Links! (1/14/15)

Here's what I've been reading this week. Not all of it is new, but all of it rose to my attention in some new way (if, you know, following Book Riot and Brain Pickings somewhat obsessively counts as a 'new way.')

1.  I will never get tired of this article by Tim Parks about reading with a pen in your hand.

“A pen is not a magic wand. The critical faculty is not conjured from nothing. But it was remarkable how many students improved their performance with this simple stratagem. There is something predatory, cruel even, about a pen suspended over a text. Like a hawk over a field, it is on the lookout for something vulnerable. Then it is a pleasure to swoop and skewer the victim with the nib’s sharp point. The mere fact of holding the hand poised for action changes our attitude to the text. We are no longer passive consumers of a monologue but active participants in a dialogue.”

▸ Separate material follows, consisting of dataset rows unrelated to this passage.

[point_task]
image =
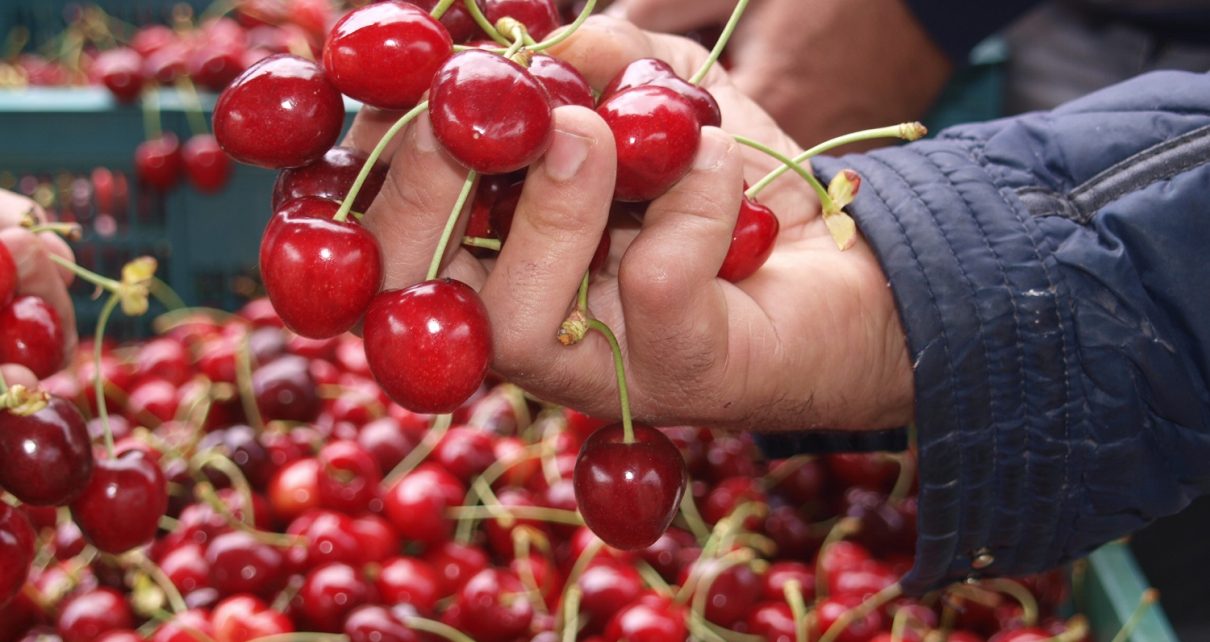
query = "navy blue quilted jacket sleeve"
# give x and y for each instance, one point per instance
(1053, 276)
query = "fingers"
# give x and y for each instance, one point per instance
(410, 212)
(675, 308)
(38, 276)
(559, 220)
(672, 16)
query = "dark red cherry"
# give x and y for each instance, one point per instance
(428, 345)
(752, 242)
(207, 166)
(493, 606)
(385, 55)
(657, 73)
(157, 161)
(330, 178)
(16, 549)
(489, 113)
(320, 273)
(563, 82)
(46, 453)
(628, 493)
(32, 335)
(122, 504)
(280, 113)
(90, 614)
(540, 17)
(657, 134)
(120, 70)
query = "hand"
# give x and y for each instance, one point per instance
(36, 275)
(820, 68)
(811, 340)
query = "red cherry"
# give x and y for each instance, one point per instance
(120, 70)
(540, 17)
(32, 335)
(280, 113)
(385, 55)
(563, 82)
(16, 549)
(752, 242)
(206, 165)
(320, 273)
(157, 161)
(493, 606)
(489, 113)
(122, 504)
(657, 134)
(241, 618)
(428, 345)
(92, 613)
(47, 455)
(629, 493)
(660, 74)
(330, 178)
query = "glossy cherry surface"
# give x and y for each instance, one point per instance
(320, 273)
(330, 178)
(428, 345)
(489, 113)
(16, 549)
(207, 166)
(385, 55)
(122, 504)
(32, 335)
(280, 113)
(752, 242)
(657, 134)
(660, 74)
(629, 493)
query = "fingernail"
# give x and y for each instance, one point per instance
(565, 155)
(425, 138)
(713, 151)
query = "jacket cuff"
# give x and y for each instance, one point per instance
(980, 301)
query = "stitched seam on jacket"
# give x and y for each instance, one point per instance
(1062, 339)
(937, 310)
(1141, 169)
(971, 285)
(1018, 351)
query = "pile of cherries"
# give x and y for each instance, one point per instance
(292, 495)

I read Franny & Zooey for the first time just yesterday (I read the little book in about 24 hours, in one large excited gulp), and enjoyed it so much that I almost immediately flipped back to the beginning and picked up a pen. Marking text is consecration, not desecration.

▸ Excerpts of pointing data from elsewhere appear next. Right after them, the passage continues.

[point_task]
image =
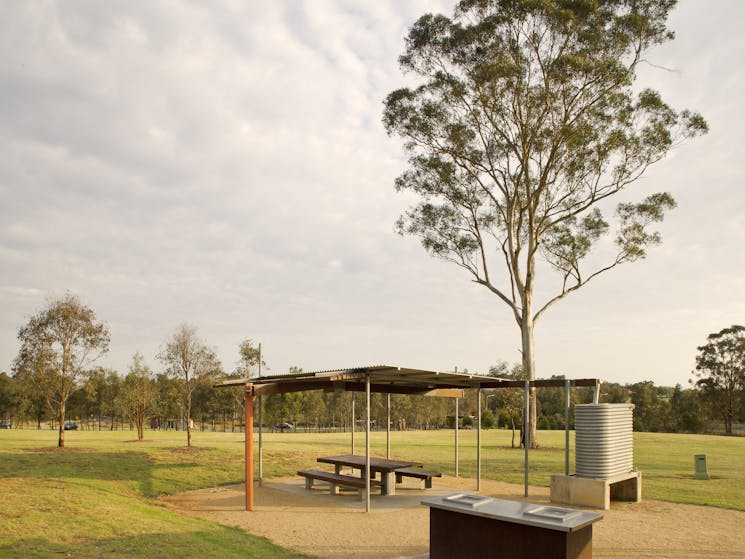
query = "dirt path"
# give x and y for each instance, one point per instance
(336, 527)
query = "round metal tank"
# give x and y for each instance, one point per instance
(604, 439)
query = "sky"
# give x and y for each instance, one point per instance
(224, 164)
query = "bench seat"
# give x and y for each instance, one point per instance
(417, 473)
(335, 480)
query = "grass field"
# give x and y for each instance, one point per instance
(96, 498)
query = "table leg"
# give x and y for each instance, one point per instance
(389, 483)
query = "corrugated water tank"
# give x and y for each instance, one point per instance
(604, 444)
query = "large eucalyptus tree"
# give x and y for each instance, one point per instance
(58, 344)
(523, 123)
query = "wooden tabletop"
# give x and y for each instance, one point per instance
(376, 464)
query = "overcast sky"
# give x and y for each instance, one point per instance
(224, 164)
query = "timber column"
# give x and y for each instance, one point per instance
(249, 447)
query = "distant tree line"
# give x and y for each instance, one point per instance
(53, 382)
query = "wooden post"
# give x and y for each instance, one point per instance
(526, 431)
(478, 439)
(367, 443)
(567, 385)
(249, 448)
(457, 421)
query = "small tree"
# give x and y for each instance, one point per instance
(511, 400)
(251, 362)
(524, 125)
(138, 393)
(720, 366)
(57, 346)
(189, 360)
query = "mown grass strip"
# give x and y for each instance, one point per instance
(96, 498)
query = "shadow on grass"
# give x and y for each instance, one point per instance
(218, 543)
(137, 468)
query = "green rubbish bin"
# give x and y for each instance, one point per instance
(701, 471)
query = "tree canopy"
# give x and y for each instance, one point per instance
(57, 345)
(720, 368)
(524, 123)
(188, 359)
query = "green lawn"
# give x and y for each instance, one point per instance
(96, 497)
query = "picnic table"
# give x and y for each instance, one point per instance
(386, 467)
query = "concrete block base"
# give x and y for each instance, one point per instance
(596, 492)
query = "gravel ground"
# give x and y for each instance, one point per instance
(336, 526)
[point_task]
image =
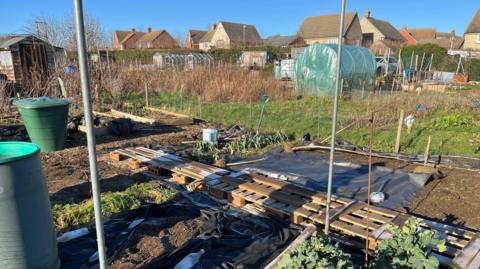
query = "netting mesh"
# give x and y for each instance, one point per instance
(315, 69)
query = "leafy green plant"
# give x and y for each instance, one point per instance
(257, 141)
(453, 120)
(204, 147)
(316, 253)
(76, 214)
(408, 248)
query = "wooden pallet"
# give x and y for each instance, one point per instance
(348, 218)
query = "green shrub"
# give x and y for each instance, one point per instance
(70, 215)
(408, 249)
(316, 253)
(439, 55)
(257, 141)
(230, 56)
(453, 120)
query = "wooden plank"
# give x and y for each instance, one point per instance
(446, 228)
(348, 229)
(445, 261)
(121, 114)
(450, 239)
(358, 221)
(283, 185)
(373, 216)
(475, 263)
(167, 112)
(272, 193)
(468, 253)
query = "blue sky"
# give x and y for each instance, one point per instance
(270, 16)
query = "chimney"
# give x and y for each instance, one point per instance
(367, 14)
(212, 27)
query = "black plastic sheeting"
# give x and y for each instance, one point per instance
(349, 180)
(230, 240)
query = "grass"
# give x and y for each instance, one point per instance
(449, 118)
(76, 214)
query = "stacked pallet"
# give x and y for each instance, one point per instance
(300, 205)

2.  Over at Rachel Held Evans, there's a great interview with a womanist biblical scholar. I really know shamefully little about womanism as opposed to feminism, and I especially know nothing about it in a Christian context.

Question: Womanism seems like a difficult perspective from which to tackle the Old Testament in particular. Would you say that womanist perspectives on the Old Testament are more about finding the redemptive notes in what I often take to be an oppressive narrative for women, or is it more about reimagining the central messages and letting it speak fresh to a modern reader?

Answer: I wonder what your presuppositions are about the Hebrew Bible and black women’s feminism. For whom is reading Hebrew Bible not difficult? Perhaps those who identify with the dominant voice? I do teach and study Hebrew Bible and not OT. The Hebrew Scriptures are full and complete, do not need to be supplemented and have not been replaced.
For me, living, praying, reading, writing and living Hebrew Bible as a black woman is no more problematic than being a black woman in the Americas. My primary approach to the text is to look/listen for what it has to say. I expect it to be revelatory and illuminating because it is scripture and for me as an Episcopalian; those are my presuppositions. That means God’s words are in there somewhere and, knowing the text is androcentric, patriarchal, kyriarchal, hegemonic and full of cultural biases – like America, (minus the kyriarchy but the oligarchy is coming close). And, because the Word is both human and divine, I know it will be swaddled in the stuff of flesh. 
The Hebrew Scriptures are rich and full of life in all of its and their complexities; the God revealed in its pages transcends the limited and limiting portrayal in the text, pointing to a God beyond the text who is shadowed by God in the text. Even though only about 9% of female characters have names in the text, there are more than one hundred “eleventy” (111) women’s names that are preserved. So many rich stories among them that are largely neglected and more among the nameless women and missing characters including women who wield power and authority and successfully negotiate the androcentric framing of the text.”
It's pretty great. Again, whole thing here.

3.  Aaron Carroll, of the Incidental Economist (tagline: "Contemplating healthcare with a focus on research, an eye on reform") has an article up in JAMA Pediatrics about the need for EHR reform. It speaks to my bitter, bitter, EHR-hating soul.

Check it out here!

It may be behind a paywall, so here's my favorite quote (if by 'favorite' you allow me to mean 'depressing as hell, but I TOLD YOU SO'):

“ . . . in so many ways, the difference between what we believe HIT [Healthcare Information Technology] can do and what it actually can do is vast. There is a lack of research in underresourced settings, which might see the greatest benefit from HIT. Findings are often not generalizable. Quality improvement methods, which are often needed to adapt HIT to new environments, are lacking. Moreover, HIT is not an unequivocal benefit. It can lead to harms. A 2006 study showed that computerized physician order entry introduction in a pediatric intensive care unit led to an increase in mortality. Concerns about delays and increased documentation ties along with fragmented displays, inflexible formats, missed renewal notices, and dosage guideline misinterpretations likely led to this undesirable outcome. ”

4. There is, apparently, an entire "blog" of "unnecessary" quotation marks.

I'll just leave this "here."

5. Illustrated Harry Potter.

ILLUSTRATED HARRY POTTER! It is coming! Look at Hermione! Then check out the rest of the preview over at Book Riot.